Муза художника | страница 35
— Живете как в сказке, имеете в своем распоряжении любые жизненные блага, а многим другим повезло гораздо меньше, — нараспев произносила она голосом, который был странно успокаивающим и одновременно мрачным.
Позже, когда я гуляла по улицам Парижа, где смехотворные молодые люди носили плащи с капюшонами, бархатные костюмы и длинные волосы, выставляя напоказ свою богемную неординарность, перед моим мысленным взором всегда представал образ Эльны Моерх. В своих одеждах из черной шерсти, со связкой ключей на талии, являя собой авторитетный источник всех на свете важных знаний и ответов, экономка рассудительно качала головой. Пока мы росли, она не ставила на нас крест. Скорее, пыталась вложить чувство собственного достоинства в подростков, находившихся под ее диктаторской ответственностью. Однако малейшее отклонение от эталона в нашем поведении побуждало фру Моерх напомнить о том, что ребенок, появившийся от союза, который никогда не был по-настоящему освящен в браке, вероятнее всего, не кончит ничем хорошим (если только не будет абсолютно чист в помыслах и деяниях). В результате мы со Свеном научились играть роли благонравных молодых людей, усвоив, что такой показательный спектакль приносит желанное вознаграждение.
Моему брату понадобились многие годы, прежде чем он смог избавиться от этой нелегкой роли добродетельного племянника. Еще долгое время после того, как Свен отправился в Париж, где нужно было готовить уроки на французском языке и требовались рекомендательные письма, он оставался все тем же образцовым учеником и любимцем преподавателей, придерживавшихся весьма традиционных воззрений.
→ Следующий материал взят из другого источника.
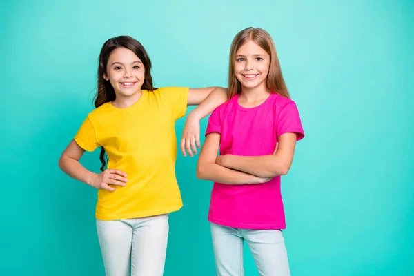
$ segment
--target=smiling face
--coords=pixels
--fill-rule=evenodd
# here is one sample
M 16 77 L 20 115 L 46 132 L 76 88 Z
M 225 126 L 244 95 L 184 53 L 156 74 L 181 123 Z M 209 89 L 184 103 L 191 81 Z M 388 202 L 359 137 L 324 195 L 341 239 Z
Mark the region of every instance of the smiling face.
M 241 88 L 266 89 L 270 59 L 269 55 L 249 40 L 237 50 L 235 58 L 235 74 Z
M 128 97 L 141 90 L 145 68 L 141 59 L 129 49 L 118 48 L 109 57 L 103 79 L 109 81 L 117 97 Z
Поскольку брат был старше, к тому же мальчик, ему разрешили уехать намного раньше и пробыть в Париже намного дольше, чем мне. Помню, как долго и с какими ухищрениями мне пришлось умасливать дядю Мелькиора и сгибать волю его грозной экономки, убежденной, что я должна развивать свои неудовлетворительные навыки ведения домашнего хозяйства вместо этой поездки в Париж, которую она крайне не одобряла. Но я мечтала о побеге из-под ее контроля, а также об избавлении от жутких обязанностей, падавших на мои плечи всякий раз, когда фру Моерх валил с ног (что с ней случалось часто в те годы) внезапный приступ необъяснимой лихорадки, которая проходила так же внезапно, как и нападала на нее.
Но мои надежды на обретение в Париже свободы не оправдались, поскольку опека старшего брата не оставляла у меня ощущения таковой. Все те семь месяцев (так быстро пролетевших), что я провела в этом городе вместе со своими спутницами, Сусси Гутенберг и Дорте Браннер, с которыми делила жилище, Свен исполнял роль педантичного и покровительственного провожатого, когда бы мы ни попросили его вывести нас в общество. Разумеется, мы не могли пойти куда-либо без сопровождения. Даже в конце, когда я плакала по поводу своего отъезда из Парижа, Свена нисколько не тронуло мое горе. Он надменно рассуждал о моем долге, прямо как фру Моерх.